Subject: Disturbing experience
To: None <port-sparc@NetBSD.ORG>
From: der Mouse <mouse@Collatz.McRCIM.McGill.EDU>
List: port-sparc
Date: 04/20/1995 17:36:16
I just had a disturbing experience with NetBSD/sparc.  As some of you
may recall, I have a SPARC that I've been running under 1.0 for some
time.  I finally got around to working on the great move to -current.
I pulled over the binary snapshot from /pub/NetBSD/arch/sparc/snapshot
on ftp.netbsd.org, unpacked it onto another disk, wrote a small fstab,
ran "MAKEDEV all", booted SunOS briefly to run installboot, and then
tried to boot from it.  It came up apparently fine, loading the new
kernel, finding the correct root disk (thanks to careful choice of SCSI
ID settings and the 1.0 kernel being configured with sd0 nailed down as
target 3), and prompted me with the usual "Enter pathname of shell or
RETURN for sh" bit.  I typed RETURN and got a # prompt.
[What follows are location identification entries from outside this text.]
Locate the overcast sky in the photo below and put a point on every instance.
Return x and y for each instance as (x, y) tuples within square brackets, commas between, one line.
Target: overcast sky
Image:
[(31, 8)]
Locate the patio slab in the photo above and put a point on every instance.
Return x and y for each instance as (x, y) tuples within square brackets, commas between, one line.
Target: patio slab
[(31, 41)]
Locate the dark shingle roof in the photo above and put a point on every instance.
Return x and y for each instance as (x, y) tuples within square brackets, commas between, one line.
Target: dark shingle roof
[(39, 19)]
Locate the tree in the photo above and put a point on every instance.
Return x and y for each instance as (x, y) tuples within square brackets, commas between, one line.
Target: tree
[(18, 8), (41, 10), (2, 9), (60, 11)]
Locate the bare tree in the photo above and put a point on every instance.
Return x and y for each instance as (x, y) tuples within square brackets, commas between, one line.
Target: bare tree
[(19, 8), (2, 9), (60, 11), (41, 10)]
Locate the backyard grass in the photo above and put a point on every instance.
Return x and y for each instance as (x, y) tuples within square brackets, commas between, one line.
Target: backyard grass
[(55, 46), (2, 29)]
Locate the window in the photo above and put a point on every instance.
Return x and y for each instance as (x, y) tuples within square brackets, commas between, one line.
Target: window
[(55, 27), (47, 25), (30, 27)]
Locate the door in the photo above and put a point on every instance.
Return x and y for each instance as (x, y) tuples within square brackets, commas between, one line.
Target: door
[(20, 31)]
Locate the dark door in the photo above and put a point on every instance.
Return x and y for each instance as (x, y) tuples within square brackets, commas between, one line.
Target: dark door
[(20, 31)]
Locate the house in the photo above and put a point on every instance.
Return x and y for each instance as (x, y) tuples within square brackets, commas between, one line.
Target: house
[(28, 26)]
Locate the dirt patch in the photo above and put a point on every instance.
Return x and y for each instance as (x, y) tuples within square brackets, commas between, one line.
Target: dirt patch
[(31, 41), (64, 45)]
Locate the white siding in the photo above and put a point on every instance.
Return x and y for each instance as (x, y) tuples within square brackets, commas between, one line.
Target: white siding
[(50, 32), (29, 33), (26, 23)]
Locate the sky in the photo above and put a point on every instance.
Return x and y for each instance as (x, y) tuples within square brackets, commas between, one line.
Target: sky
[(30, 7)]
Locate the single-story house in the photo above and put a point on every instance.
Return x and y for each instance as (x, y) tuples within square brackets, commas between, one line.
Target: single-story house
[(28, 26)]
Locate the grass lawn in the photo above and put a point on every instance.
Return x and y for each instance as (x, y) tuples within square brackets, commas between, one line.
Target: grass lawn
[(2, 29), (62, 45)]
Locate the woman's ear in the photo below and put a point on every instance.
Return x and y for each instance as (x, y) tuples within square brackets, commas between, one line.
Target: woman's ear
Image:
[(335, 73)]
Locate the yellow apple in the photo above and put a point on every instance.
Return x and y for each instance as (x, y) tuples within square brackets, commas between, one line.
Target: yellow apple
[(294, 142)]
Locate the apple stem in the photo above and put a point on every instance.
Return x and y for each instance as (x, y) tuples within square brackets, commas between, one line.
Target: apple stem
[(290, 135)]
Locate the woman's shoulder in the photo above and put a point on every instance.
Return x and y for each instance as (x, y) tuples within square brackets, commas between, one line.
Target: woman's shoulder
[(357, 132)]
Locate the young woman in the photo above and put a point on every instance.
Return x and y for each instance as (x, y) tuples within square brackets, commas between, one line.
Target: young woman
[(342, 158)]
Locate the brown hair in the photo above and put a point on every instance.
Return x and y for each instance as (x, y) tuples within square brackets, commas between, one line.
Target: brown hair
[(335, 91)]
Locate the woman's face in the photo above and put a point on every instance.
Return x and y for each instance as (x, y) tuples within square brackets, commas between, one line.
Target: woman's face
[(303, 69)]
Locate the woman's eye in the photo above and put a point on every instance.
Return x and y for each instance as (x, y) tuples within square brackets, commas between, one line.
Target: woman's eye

I then typed "fsck /dev/rsd0a" and got "Segmentation fault".  I mounted
/usr by hand (still with everything read-only) and started poking
around.  "file /sbin/fsck" reported "data".  I tried running it again
and got error messages from the shell, indicating it was trying to
execute the thing as a shell script.  I then mounted the other disk
(read-only) by hand and re-extracted the sbin stuff into another
directory.  I then ran the newly-extracted fsck, and it worked just
fine.  I then tried the old one, and it still failed.  I then compared
them with cmp and there was no output, indicating they were identical.
So I tried to flush any caches, by running "find /usr -type f -print |
xargs cat > /dev/null", letting it run for a little, and killing it.
Didn't help a bit.  I then "mv"ed /sbin/fsck to another name, "cp"ed
the newly-extracted fsck to /sbin/fsck, and tried running them both.
The old one, under its new name, failed as before; the new one, newly
named /sbin/fsck, worked.

I then rebooted, tested them both, and found they work fine now.
Both of them.

This sounds to me like something vaguely akin to the lossage reported
where running tail -f on a file could break something else - vi, I
think - due to something funny with mmap().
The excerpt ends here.